The transition to Bristol’s new drugs and alcohol service model hasn’t been seamless so far, as organisations settling into new areas require time to gain the confidence of users. The Bristol Drugs Project (BDP), one of the main service providers under ROADS, was due to open a centre in Filwood Community Centre in June 2015.
Despite the location shift, Hawkspring CEO Lorraine Bush says that over the past two years, numbers of people passing through its doors – 80% of them from south Bristol – have increased.
The government’s welfare reform agenda, says Bush, has had a huge impact on the living conditions of people with addiction problems.
“They’re unable to cope with demands placed on them from the benefits and housing offices”, says Bush. “It appears everyone is being treated the same, regardless of their individual circumstances.”
Drugscope, a centre for research and expertise on drugs, has made similar observations. It recently warned against Tory proposals to impose benefit sanctions on people with drug and alcohol issues who decline treatment, cautioning that they may cause people to disengage from services altogether.
Dave, a Hawkspring support worker, draws an analogy between the logic of the government’s austerity measures and his clients’ impulses. “The government is like an addict – it’s ‘where can I get my fix?’,” he says. “They don’t have a long-term perspective – ‘forced recovery’ won’t work.”
While need rises, organisations such as Nilaari and Hawkspring are battling to compensate for the funding lost with their council commission.
“Smaller charities have been badly hit by the recommissioning process,” says Bush.
Hawkspring has had to reduce staff, in a context where many of its peers are competing for the same pots of money. “Staff don’t feel stable,” Bush continues. “We’re fulfilling local need but we have to spend limited resources on constantly looking for funding.” This process has become harder, with Hawkspring’s legitimacy affected by the council withdrawing its support.

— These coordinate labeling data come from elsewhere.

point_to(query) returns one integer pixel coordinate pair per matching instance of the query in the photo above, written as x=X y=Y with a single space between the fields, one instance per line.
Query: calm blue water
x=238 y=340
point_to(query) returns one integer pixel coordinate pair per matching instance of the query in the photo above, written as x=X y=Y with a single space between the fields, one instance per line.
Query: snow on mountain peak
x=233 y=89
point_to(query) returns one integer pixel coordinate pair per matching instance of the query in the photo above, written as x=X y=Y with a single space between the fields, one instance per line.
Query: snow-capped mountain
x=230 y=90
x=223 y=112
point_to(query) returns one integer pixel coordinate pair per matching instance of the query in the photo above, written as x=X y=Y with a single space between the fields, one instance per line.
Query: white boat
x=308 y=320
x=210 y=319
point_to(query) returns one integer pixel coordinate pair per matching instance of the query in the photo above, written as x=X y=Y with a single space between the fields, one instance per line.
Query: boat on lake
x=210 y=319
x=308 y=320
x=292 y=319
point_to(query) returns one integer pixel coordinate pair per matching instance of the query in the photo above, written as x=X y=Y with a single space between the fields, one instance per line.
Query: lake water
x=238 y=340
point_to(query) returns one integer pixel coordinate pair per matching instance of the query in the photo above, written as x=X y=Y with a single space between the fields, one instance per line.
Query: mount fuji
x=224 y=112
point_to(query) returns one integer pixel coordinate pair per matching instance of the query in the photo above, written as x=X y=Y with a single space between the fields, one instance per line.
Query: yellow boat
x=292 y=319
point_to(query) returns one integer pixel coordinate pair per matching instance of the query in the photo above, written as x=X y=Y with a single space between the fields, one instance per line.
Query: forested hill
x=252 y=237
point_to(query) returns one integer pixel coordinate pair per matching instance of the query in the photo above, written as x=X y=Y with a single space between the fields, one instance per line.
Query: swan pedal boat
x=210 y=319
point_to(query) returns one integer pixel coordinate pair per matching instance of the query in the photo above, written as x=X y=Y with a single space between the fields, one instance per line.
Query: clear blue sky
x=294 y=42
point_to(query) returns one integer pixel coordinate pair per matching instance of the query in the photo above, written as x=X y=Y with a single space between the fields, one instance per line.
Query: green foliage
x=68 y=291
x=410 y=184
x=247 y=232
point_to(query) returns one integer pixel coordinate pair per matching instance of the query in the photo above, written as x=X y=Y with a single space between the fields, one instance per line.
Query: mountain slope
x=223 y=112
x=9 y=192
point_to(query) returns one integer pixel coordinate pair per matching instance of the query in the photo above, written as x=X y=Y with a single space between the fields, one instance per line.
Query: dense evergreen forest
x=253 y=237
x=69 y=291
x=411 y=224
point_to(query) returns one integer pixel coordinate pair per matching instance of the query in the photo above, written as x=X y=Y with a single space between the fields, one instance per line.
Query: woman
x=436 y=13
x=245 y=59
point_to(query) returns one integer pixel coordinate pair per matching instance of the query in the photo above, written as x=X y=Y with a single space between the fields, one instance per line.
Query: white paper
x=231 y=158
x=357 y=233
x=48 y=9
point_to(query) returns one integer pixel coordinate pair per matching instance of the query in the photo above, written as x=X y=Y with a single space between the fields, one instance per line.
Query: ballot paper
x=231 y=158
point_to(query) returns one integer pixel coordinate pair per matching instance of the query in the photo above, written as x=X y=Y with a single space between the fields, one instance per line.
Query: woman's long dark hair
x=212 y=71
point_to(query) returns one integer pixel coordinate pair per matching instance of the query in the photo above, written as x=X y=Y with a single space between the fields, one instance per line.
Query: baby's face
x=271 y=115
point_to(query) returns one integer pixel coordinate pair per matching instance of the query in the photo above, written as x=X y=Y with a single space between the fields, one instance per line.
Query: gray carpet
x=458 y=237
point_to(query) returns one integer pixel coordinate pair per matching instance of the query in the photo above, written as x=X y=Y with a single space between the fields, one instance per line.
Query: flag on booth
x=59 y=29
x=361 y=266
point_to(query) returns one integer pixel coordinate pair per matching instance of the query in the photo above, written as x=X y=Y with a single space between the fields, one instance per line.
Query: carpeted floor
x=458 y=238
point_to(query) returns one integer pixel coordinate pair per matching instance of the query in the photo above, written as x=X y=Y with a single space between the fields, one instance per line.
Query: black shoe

The council says the impact of its reforms are being assessed. But in the initial three years before a revision of the commissioning process takes place, and with service providers left out in the cold – already the last beacons of hope for some of their users – they may go under.
In the 12 months to March 2015, Hawkspring supported 120 people with addiction problems and 144 related family members and carers. Reflecting on the social value her organisation brings to the people it supports, Bush evokes the “relation of mutual trust” as being most essential.
“I’d no idea Hawkspring was here,” one service user tells the Cable. “I only stumbled across it when coming out of social services in despair.”
In the midst of rising needs, a contradiction is glaring: that well functioning but overstretched drugs and alcohol advice services must bear the brunt of the withdrawal of their own public funding and of public service support for their users.